Krzysztof Kieślowski/ Poland/ 1976-1987/ 449 minutes. 

Directed by the Polish auteur Krzysztof Kieślowski — best known for Dekalog, a morality-test series; The Double Life of Véronique, a fable of intangible connection; and the Three Colours Trilogy, a cinematic hall of mirrors — between 1976 and 1985, each of the four films collected here are about changing realities: two of them witness gradual changes in circumstances (The Scar and Camera Buff), one takes three possible scenarios starting from one single event (Blind Chance), and the last documents the effects of a sudden change (No End). 

Kieślowski’s first feature, The Scar centres on the efforts of Stefan Bednarz (Franciszek Pieczka), a dependable pair of hands within the Polish Communist Party, to manage the construction and running of a chemical factory in Olecko, a town in the northeast of the country. The atmosphere between the townspeople and the back-slapping officials is hot with distemper; town meetings are presented with confrontational editing patterns. Contrast this with the way Bednarz, who used to live in the town, walks around in long travelling shots, communing with the place he knows intimately. Years pass as the factory is built and starts producing nitrates, and yet time isn’t the only thing that slips by: his relationship with his family curdles, the local Party branch becomes displeased with his methods, morale in the factory disappears, and even his own sense of self dribbles away. Using techniques the director will return to with greater panache in later work (subjective camerawork, montage, jump-cutting), The Scar is a noble film, but at times it does, and this is also true of some of the director’s later work, get lost in emotional avenues it can’t navigate.

The persistent passage of time and the changes it effects are the twin subjects of Camera Buff, which looks more and more like one of Kieślowski’s greatest films. A buyer for a factory, Filip Mosz (Jerzy Stuhr), becomes a father to a little girl; at the same time as this momentous change occurs, he buys a small, 8-mm camera, hoping to document her growing up and the family’s life in general.
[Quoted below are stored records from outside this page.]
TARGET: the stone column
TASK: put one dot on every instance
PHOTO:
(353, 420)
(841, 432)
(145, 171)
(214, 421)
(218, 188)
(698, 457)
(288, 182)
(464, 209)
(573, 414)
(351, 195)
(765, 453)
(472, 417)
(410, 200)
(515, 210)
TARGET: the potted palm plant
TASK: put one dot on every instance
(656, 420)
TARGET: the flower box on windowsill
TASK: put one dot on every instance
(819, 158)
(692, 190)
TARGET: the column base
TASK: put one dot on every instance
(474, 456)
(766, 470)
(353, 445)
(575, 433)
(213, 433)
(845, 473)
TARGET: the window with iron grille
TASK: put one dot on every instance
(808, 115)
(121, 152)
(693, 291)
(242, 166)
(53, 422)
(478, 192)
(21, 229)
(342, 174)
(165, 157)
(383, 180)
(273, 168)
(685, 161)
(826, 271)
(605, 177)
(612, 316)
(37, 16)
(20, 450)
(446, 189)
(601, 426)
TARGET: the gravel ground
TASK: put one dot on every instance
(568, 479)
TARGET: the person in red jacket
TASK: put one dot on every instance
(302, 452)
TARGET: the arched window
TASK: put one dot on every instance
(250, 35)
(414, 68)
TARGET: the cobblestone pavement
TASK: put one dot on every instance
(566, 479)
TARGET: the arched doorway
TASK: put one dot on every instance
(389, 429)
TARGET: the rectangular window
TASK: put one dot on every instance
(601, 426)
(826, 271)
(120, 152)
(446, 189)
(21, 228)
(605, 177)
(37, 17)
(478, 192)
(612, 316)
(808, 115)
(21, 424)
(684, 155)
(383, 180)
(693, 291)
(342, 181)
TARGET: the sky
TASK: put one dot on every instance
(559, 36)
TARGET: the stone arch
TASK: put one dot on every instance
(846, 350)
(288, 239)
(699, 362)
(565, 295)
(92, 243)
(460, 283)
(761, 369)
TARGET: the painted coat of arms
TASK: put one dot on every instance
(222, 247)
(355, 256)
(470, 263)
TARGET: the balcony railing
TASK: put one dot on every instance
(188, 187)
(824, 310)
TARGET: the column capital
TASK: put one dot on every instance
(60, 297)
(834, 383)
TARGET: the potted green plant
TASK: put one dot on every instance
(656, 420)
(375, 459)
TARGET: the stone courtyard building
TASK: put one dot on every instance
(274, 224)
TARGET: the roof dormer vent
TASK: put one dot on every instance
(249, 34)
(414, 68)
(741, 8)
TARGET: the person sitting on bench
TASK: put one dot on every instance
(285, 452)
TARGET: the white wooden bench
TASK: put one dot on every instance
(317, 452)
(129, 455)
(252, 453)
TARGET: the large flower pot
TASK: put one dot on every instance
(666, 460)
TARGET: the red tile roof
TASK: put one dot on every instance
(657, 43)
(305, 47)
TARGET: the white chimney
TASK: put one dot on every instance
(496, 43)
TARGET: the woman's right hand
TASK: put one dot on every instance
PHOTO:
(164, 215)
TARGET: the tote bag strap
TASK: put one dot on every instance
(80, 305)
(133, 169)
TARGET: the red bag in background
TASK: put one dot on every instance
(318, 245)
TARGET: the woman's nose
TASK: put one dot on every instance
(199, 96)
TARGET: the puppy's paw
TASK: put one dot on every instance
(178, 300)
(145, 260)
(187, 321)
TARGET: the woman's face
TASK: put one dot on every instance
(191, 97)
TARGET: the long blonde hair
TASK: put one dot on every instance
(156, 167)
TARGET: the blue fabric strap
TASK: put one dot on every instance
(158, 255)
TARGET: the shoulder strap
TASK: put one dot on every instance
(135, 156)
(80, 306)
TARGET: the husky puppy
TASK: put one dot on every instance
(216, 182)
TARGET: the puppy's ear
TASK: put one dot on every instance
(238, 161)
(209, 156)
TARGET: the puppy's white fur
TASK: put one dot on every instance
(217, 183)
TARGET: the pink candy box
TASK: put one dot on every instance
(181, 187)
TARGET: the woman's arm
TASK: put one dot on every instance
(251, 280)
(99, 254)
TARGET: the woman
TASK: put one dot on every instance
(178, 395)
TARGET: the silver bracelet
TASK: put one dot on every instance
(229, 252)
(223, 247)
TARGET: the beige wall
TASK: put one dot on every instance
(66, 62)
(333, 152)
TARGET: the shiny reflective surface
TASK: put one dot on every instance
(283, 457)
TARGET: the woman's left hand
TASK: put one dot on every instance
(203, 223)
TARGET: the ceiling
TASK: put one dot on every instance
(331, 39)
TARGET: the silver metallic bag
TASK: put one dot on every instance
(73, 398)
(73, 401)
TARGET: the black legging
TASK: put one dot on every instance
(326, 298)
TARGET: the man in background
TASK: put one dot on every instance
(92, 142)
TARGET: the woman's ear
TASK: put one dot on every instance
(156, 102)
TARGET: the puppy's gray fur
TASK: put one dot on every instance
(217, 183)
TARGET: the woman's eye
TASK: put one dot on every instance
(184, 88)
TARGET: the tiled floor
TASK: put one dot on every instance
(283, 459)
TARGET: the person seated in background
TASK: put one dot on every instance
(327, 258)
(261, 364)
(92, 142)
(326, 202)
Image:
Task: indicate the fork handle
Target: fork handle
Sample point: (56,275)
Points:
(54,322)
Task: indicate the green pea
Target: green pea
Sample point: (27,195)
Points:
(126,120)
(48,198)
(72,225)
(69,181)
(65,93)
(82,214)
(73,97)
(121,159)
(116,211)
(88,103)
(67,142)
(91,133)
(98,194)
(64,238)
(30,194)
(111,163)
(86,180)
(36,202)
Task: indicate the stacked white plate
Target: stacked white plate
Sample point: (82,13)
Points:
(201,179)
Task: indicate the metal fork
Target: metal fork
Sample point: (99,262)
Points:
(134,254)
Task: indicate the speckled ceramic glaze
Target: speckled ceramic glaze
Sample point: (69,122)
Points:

Mosz is a sweet soul, seemingly liked by all, and Stuhr endows him with a boyish nervousness, a hesitant manner, and a propensity to suffer bouts of hiccups when stressed. Irka (Małgorzata Ząbkowska), notes his new hobby with suspicion but indulges him. His employers go further. They recruit him to film their upcoming jubilee. He does so: and is invited to submit the footage to an amateur film festival. Irka senses something ill will come of this, and as he leaves on the train, she yells, “Don’t win!” But he didn’t hear her. After the festival judges declare none of the films good enough, he’s awarded third prize (so, second, give or take). Afterwards, filmmaking grows from something tinkered with into his full-fledged passion. Camera Buff spins with the director’s salient concerns: censorship and freedom, connections forged and missed, religion (Mosz stamps his forehead with his film club’s logo, and then wipes it — the black mark resembles the cross drawn in ash on Ash Wednesday), and loss. The film exposes the dangers of this obsession (his wife grows enraged by his negligence; Mosz’s documentaries play on TV, to the detriment of his colleague’s career), but also notes the good that can come of it. A friend asks Mosz to film him for a lark, all the footage shows is him driving and waving to his mother; after his mother’s death, the friend asks to see the film: there she is, alive again, for a few moments — time reversed, the departed returned. The magic of film. 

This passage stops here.